Jo Neale is Professor in Addictions Qualitative Research based within the Addictions Department at the Institute of Psychiatry, Psychology and Neuroscience, King’s College London. Jo is a qualified social worker and social scientist. Her research primarily focuses on the views and experiences of drug and alcohol users, both in and out of treatment, and she has a particular interest in individuals who have multiple and complex psychosocial needs. Jo’s publications include “Drug Users in Society”, “The Everyday Lives of Recovering Heroin Users” and “Research Methods for Health and Social Care”. She has also published book chapters and peer reviewed papers. Jo is the Senior Qualitative Editor for the international journal Addiction and an Adjunct Professor in the Centre for Social Research in Health at the University of New South Wales, Australia.

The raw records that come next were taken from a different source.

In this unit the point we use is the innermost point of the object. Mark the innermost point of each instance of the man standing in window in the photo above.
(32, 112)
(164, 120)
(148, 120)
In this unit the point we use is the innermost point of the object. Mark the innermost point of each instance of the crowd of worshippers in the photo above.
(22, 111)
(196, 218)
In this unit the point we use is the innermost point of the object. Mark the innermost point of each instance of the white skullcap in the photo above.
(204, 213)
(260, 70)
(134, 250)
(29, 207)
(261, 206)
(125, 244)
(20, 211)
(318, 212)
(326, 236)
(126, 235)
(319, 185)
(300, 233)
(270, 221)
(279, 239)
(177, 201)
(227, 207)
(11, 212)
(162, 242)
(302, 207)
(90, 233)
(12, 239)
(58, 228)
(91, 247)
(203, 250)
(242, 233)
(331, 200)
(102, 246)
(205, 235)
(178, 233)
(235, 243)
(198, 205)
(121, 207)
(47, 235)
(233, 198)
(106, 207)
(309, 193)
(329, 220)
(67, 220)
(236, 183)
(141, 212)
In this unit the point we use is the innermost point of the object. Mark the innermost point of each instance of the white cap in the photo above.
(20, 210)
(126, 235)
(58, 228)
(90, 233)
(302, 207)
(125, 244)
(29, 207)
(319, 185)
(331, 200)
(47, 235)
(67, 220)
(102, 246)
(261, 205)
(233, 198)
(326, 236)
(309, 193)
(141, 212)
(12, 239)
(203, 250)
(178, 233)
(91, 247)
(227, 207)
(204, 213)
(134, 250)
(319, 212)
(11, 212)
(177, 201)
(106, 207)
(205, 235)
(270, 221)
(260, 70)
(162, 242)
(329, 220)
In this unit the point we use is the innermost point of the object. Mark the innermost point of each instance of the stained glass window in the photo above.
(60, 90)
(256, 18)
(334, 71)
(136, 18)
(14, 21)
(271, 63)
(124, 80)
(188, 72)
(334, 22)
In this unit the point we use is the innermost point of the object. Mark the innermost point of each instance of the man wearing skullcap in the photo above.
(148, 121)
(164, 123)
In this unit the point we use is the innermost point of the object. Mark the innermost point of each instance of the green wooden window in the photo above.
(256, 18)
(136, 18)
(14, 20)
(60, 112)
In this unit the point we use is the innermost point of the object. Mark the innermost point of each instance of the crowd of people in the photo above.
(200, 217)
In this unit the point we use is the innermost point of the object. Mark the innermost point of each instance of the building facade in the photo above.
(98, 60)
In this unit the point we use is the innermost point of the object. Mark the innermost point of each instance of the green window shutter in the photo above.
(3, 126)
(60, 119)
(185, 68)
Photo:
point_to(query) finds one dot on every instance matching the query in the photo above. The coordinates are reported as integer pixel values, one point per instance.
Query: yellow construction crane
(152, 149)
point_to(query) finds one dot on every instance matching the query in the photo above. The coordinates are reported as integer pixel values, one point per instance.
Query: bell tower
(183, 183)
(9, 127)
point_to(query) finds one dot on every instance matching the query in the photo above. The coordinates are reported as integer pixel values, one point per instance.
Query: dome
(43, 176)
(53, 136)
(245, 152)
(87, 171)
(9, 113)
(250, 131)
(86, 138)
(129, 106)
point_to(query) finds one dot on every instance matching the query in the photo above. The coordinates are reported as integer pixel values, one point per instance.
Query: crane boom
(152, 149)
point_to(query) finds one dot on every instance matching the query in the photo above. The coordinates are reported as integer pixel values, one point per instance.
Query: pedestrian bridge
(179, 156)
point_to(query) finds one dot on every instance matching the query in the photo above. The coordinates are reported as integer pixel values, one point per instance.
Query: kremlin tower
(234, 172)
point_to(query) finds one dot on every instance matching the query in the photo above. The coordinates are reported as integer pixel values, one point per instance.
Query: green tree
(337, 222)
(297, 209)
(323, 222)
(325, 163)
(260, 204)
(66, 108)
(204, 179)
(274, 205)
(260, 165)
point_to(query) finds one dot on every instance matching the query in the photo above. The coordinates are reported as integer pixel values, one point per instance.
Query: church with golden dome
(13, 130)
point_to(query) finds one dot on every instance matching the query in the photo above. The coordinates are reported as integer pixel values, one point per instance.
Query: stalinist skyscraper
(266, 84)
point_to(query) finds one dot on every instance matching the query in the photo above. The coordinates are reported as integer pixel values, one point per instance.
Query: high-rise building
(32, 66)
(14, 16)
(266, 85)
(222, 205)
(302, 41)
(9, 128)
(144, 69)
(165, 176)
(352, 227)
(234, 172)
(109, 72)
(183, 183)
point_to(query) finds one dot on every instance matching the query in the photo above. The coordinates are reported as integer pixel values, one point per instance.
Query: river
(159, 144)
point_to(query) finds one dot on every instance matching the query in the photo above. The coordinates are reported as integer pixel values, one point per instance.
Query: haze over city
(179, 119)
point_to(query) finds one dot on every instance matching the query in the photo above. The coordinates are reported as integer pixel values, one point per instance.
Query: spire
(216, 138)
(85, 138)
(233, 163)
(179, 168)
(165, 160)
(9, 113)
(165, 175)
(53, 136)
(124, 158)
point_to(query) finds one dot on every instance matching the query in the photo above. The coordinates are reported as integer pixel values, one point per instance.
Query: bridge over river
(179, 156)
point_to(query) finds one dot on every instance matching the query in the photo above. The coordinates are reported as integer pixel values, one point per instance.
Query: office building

A workshop for PhD students and researchers who want to learn how best to manage and interpret textual data in a way that is transparent to others. This workshop will be available to a maximum of 25 people on a first-come, first-served basis. Please register for it as part of your conference booking.
Although there are many recognized approaches to analyzing qualitative data, researchers seldom provide detailed accounts of how they turn their raw data into published documents. In the first half of the workshop, we will review some common misconceptions about qualitative data analyses and then introduce a technique known as Iterative Categorization (IC). IC is compatible with, and can support, most common analytic approaches (e.g. thematic analysis, Framework, content analysis, discourse analysis, interpretative phenomenological analysis and narrative analysis). The technique offers researchers a set of procedures to guide them through coding and analyses to publication, leaving a clear audit trail. The second half of the workshop will take the form of a 'live experiment' as we jointly try out IC using some example raw data. Please note that this workshop will not cover data collection (e.g. conducting interviews or focus groups).